This agreed upon, the next matter for consideration is the composition of the Supreme Court of Appeal. The Lord Justice is of opinion, and we believe rightly so, that the best thing to do would be to "extend the new court to Ireland and Scotland, simpliciter, without making any change at all in the composition which the Judicature Act has already given it." He is opposed to appointing Irish or Scotch members simply on account of their nationality, and for the purpose of keeping up a certain divisional proportion of members in the court, the inevitable tendency of which, his lordship reasonably dreads, would be, to separate the supreme tribunal into three sections or divisions, for the transaction of English, Irish, and Scotch business, thereby effectually destroying what it is above all things necessary to maintain-unity of jurisprudence in the Supreme Court itself.

With respect to the proposal that the Lord Chancellor of Ireland should be an ex officio member of the Supreme Court, the Lord Justice

is most decidedly opposed to it, and in our judgment his reasons are most cogent and conclusive. The time has come when the office should be abolished. It has long survived any utility that ever attached to it. It has become as much out of time and place, and as pernicious in its influence, as the Viceroyalty itself, and in the interest of Ireland both should be swept away. It is now a wholly unnecessary office, and some of the objections to its continuance are pithily stated by the Lord Justice :

"The tenure of the Chancellorship is transitory. It presents the evil union of judge with political partizan—Irish party and politics, be it always remembered. It depends upon the minister's ability to maintain a majority in the House of Commons-a matter in which the present close balance of parties in Great Britain has given to what is called the Irish vote an ominous importance. Then, the office being thus political, and the holder of it being usually the chief Irish member of the Irish Government, he is prone to become the centre of shabby Irish politics, should his breeding or his associations have been such as to incline him in that way."

The greatest objection to the continuance of the Irish Chancellorship undoubtedly is, that it has become more a reward for political partizanship than for eminent judicial qualifications. "Will any one," asks his lordship, "have the boldness to affirm that judicial service is what this incubus is now maintained for, or that its pretension to hold the position of the Chief Equity judgeship is any longer more than mere simulation and anachronism?" The last appointment is referred to as amply justifying these remarks, and as fully illustrating the vicious groove into which the nomination to the Irish Chancellorship has fallen. The Lord Justice complains that the late government appointed their Irish Chancellor solely with a view to conciliate the

support of the Irish Roman Catholic hierarchy, and not because the person selected had any special fitness or legal qualifications for the office, as it was quite the reverse, for he was utterly unversed in chancery practice :

"As a practising barrister he achieved a respectable success, but it lay, from first to last, with an exclusiveness here unprecedented, within a particular speciality.
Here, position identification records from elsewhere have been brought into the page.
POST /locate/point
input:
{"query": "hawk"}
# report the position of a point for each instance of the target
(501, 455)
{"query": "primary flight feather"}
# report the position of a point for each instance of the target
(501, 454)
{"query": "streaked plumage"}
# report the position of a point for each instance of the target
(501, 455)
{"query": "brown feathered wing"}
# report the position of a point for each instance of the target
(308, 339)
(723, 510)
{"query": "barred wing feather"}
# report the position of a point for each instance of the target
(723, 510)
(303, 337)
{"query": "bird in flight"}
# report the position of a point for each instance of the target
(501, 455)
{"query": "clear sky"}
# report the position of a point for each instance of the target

For the purpose now in hand, let it suffice to say that his estrangement from the Court of Chancery and its jurisprudence was, throughout, as entire and unchequered as that of any serjeant who ever wore the coif in the Common Pleas of England could by possibility have been. Of no other Irish barristers of mark could this have been said with a literalness so unique. With others it would be a question of degree, with him it was absolute.

"It may, it is confidently believed, be taken to be no less than a literal truth that the first problem of equity law that ever seriously engaged his thoughts was the first that he had to decide in his capacity of Lord Chancellor. Or, if any unnoted exceptions there were, they must have been of a rareness and triviality so infinitesimal as would prove the rule.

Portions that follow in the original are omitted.